The climate Thermageddonites got their U.K. heat record of 40°C in the end, courtesy of a measuring device in Coningsby, Lincolnshire. The BBC noted on Radio 4 last night that the record temperature arose in the “village” but co-ordinates on the Met Office site place the device halfway down the runway at RAF Coningsby, home of two squadrons of frontline, combat ready squadrons and a training base for Typhoon pilots. In joint second place, perhaps to nobody’s great surprise, was Heathrow, one of the busiest airports in the world.
The last two days in England were very hot, probably the hottest for over 100 years, although the possible distortions caused by urban heat (and jet afterburners!) need to be taken into account in the surface record. On the Radio 4 late news, BBC meteorologist Ben Rich explained that the heat was caused by southerly winds bringing hot air from the Sahara. The wind direction then changed to the west, and by the time he spoke on Tuesday evening, the rain was falling in London and the temperature had plunged 20°C. This of course was the sound scientific reason for the high temperatures, although science was laid to one side at the end when Rich said it “feels like a tipping point”.
In a similar emotional outburst, the serial Covid lockdown campaigner Piers Morgan told his audience on TalkTV that if we are not very careful, “we are heading for an apocalypse”. Also signed onto the apocalypse theme was London Mayor Sadiq Khan. He pulled the ‘things were much colder in the old days’ line, by telling Nick Robinson on Wednesday’s Today programme that when he was growing up, “you had heatwaves every 20 years”.
Brendan O’Neill captured the hysterical wittering with an entertaining article for the Spectator. Is anyone else tiring of all this green nonsense, he asked. “There is something medieval about it. There is something creepily pre-modern in the idea that sinful mankind has brought heat and fire and floods upon himself with his wicked, hubristic behaviour. What next – plagues of locusts as a punishment for our failure to recycle?” O’Neill noted the thoughts of the Guardian Environment Editor who claimed we were as “guilty as hell”. He sounded like “one of those crackpot millenarian preachers you’d see on street corners in the old days”.
Certainly the recent heatwave has been manna from heaven for the climate alarmists. They have played it for everything it is worth in their pursuit of the command-and-control Net Zero agenda. But using a change of wind direction to argue that the climate is undergoing long-term change that is primarily caused by humans is unscientific nonsense-on-stilts. As I have often noted, there is not a single credible science paper that provides proof to support this political opinion.
But the emotional cherry-picking is now off the chart. Needless to say, no publicity was given in the mainstream media to the recent news that the tropics recorded their coolest June for 22 years, according to accurate satellite recordings. In addition, it was the ninth coolest June in the 44-year satellite record. The news is unsurprising, since recent warming in the tropics has been much less than the northern hemisphere. Move all the way down to the South Pole and one finds barely any temperature movement over the last 40 years and probably long before that. Overall, the latest satellite record shows that the pause in global temperatures continues, and now extends to almost eight years.
Back in the northern hemisphere, and moving swiftly on from the ‘Britain on fire’ headlines, there seems little appetite to report that Arctic ice continues to make a measurable comeback.
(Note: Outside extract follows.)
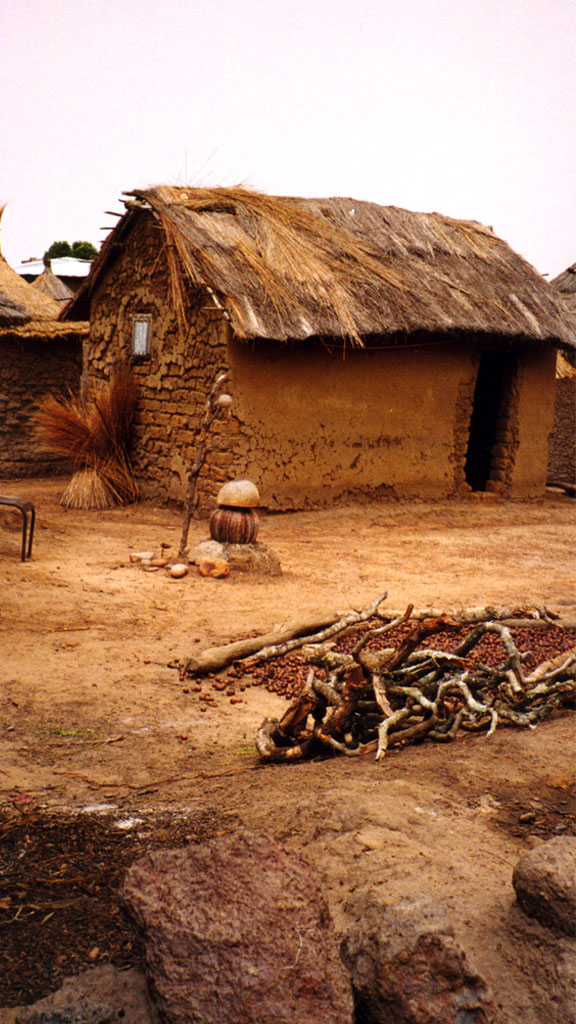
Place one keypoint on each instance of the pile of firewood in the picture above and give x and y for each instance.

As of the middle of the Arctic summer on July 17th, the extent of the ice was the highest since 2015, and overall was the thirteenth lowest in the satellite record, meaning 12 years have had lower sea ice by this point.
As can be seen in the graph above, the decline rate of the sea ice extent is not far off the 1981-2010 average and well above 2012. Furthermore, as Europe warmed through July, air temperatures at 2,500 feet plunged on the Eurasian side of the Arctic up to the North Pole. Generally they were around 3-6°C lower than average.
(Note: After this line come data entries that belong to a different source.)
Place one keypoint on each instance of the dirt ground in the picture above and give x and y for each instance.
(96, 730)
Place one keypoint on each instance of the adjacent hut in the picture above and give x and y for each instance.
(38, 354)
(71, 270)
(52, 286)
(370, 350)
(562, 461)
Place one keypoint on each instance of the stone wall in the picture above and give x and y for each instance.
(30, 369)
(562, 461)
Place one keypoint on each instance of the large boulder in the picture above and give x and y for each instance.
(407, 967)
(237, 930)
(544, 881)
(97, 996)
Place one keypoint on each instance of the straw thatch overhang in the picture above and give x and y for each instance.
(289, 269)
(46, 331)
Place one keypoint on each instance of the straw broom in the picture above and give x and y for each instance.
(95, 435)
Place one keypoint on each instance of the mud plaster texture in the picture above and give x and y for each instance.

None of this proves the world is getting hotter, or colder, due to humans burning fossil fuel. Like the recent brief U.K. heatwave, natural forces provide a reasonable explanation for such events. As the Daily Sceptic explained recently, the Arctic is subject to regular ocean oscillations that pump warmer waters into the area on a regular basis. These are known as the Atlantic Multidecadal and Pacific Decadal Oscillations. These appear to work on around a 70-80 year basis. The last high point, with considerable loss of sea ice, was in the 1930s, and observations going back to the beginning of the 19th century give some support to the trend.
Apocalypse denied – as Mr O’Neill advises, “It’s sunny. Go outside. Sit in the shade. Have an ice-cream”.